Although the Bank of Canada (BoC) began to increase interest rates in July, the expectation that Canadians will curb their growing appetite for debt in tandem has yet to happen, according to a new report from Royal Bank of Canada’s (RBC) economics department.

In fact, Canadian households were adding debt at the fastest pace since October 2011 in July, when the BoC increased its benchmark interest rate by 25 basis points, the report says. It adds that outstanding balances rose by 5.7% compared with July 2016, pushing total household debt to almost $2.1 trillion.

Consumer credit — including lines of credit, personal loans and credit cards — continues to enjoy strong growth, the report says: “An uptrend in consumer credit accumulation has continued relatively unimpeded since early 2016 and is now well above the cycle lows seen in the latter half of 2013 —before the Bank of Canada cut policy rates in response to the crude oil price plunge.”

At the same time, residential mortgage growth also picked up in the first half of 2017, the RBC report states, noting that “The introduction of mortgage qualifying standards by the federal government in October 2016 ostensibly had a minimal dampening effect on mortgage loan growth.
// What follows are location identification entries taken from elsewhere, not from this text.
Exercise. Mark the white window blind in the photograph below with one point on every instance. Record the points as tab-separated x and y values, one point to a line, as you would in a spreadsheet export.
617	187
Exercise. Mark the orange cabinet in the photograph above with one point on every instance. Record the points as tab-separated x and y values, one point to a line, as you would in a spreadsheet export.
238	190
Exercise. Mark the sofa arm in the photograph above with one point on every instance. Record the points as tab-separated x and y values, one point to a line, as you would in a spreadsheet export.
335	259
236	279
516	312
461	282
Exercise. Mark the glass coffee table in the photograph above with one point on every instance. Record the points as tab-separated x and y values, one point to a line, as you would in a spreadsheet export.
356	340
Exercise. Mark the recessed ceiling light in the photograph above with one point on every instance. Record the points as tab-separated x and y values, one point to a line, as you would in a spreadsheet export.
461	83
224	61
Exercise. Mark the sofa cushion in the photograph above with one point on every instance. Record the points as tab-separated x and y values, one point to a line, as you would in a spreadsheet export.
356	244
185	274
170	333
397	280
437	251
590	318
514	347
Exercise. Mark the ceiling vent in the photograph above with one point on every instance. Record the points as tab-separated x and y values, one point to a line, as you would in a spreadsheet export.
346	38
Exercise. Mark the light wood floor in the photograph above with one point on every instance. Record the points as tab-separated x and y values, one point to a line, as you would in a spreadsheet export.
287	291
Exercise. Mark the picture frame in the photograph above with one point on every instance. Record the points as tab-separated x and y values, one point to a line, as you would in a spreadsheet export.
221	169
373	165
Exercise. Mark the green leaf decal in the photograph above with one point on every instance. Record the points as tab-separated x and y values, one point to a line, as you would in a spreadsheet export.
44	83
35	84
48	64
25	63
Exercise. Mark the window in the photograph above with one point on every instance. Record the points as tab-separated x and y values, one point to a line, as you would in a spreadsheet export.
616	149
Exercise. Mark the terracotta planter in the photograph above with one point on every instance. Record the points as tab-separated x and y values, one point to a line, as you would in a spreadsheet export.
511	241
Instead robust home sales in early 2017 appeared to drive a strong uptick in mortgage demand earlier this year.”

More recently, home sales have slowed, and this is expected to flow through to mortgage demand in the coming months. In addition, RBC expects interest rate hikes to begin denting the demand for debt eventually as well.

“As support builds for further monetary tightening, the borrowing binge evident in recent quarters is likely to subside,” the RBC report says. “A notable shift in major housing markets alongside elevated household indebtedness and tighter financial conditions are likely to dampen credit growth and eventually temper consumer spending growth.”